The following example shows how to run the feature selection on the same iris dataset used in the previous section:

# Get the set of features
features = iris.feature_names

# Run the feature selection in backward mode
importance, scores, top_importance, count_models = model.stepwise_regression(
    points,
    features,
    classes,
    method="backward",
    cv=5,
    retrain=5,
    n_jobs=2,
    metric="accuracy",
    threshold=0.6,
    uncertainty=1.0
)

The example above shows how to call the stepwise_regress method in order to run the feature selection with a backward variable elimination technique method="backward".

Note that every feature selection iteration works by building a Model with a specific subset of features in order to evaluate in cross-validation cv=5 whether the removal of a specific feature affects the accuracy of the model metric="accuracy", and thus assigning an importance score to every feature in the dataset.
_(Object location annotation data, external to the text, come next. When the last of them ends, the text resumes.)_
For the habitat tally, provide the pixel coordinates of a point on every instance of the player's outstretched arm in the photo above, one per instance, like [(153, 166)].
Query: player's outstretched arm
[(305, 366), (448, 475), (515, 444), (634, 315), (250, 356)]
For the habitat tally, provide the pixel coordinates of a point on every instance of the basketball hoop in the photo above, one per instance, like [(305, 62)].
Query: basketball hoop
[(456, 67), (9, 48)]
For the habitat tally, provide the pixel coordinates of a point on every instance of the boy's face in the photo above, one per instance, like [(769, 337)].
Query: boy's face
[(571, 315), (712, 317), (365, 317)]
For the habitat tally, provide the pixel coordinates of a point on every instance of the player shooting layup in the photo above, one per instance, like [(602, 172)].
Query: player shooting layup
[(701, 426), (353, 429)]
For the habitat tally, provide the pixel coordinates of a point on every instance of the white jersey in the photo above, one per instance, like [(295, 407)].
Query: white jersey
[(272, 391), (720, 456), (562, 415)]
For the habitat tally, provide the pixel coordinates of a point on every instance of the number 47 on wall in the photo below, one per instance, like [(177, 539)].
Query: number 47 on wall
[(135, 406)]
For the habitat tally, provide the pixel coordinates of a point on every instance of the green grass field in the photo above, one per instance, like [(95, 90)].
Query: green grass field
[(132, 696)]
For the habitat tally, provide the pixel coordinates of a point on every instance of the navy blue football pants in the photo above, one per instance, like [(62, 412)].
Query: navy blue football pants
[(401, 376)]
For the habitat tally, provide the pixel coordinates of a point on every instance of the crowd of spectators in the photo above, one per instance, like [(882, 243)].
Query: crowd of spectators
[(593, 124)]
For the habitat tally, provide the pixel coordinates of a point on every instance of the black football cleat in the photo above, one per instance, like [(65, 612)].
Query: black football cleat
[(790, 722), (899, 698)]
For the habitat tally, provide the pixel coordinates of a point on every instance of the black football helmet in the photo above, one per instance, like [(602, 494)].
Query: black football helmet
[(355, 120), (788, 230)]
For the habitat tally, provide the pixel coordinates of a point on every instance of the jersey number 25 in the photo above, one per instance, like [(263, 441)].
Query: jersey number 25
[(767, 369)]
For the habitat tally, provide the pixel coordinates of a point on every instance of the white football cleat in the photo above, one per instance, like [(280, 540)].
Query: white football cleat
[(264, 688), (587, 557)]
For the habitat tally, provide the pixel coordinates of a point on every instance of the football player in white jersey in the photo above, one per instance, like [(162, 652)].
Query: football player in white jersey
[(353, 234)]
The method stops running if the accuracy is lower a specific threshold threshold=0.6. It can also consider groups of features equally important based on the best accuracy reached in a specific iteration. Suboptimal models are considered if their accuracy is greater than the best accuracy minus its uncertainty percentage (1% in this case uncertainty=1.0).

As a result, it produces:

  • a importance dictionary with the mapping <feature-importance>, where the importance is an integer (the lower the better in case of method="backward"; the higher the better in case of method="forward");
  • a score dictionary with a mapping <importance-score> with the average accuracy reached in a specific iteration of the feature selection method (the importance number actually corresponds to a specific iteration);
  • the top feature importance;
  • and the total amount of models generated during the backward or forward variable elimination process.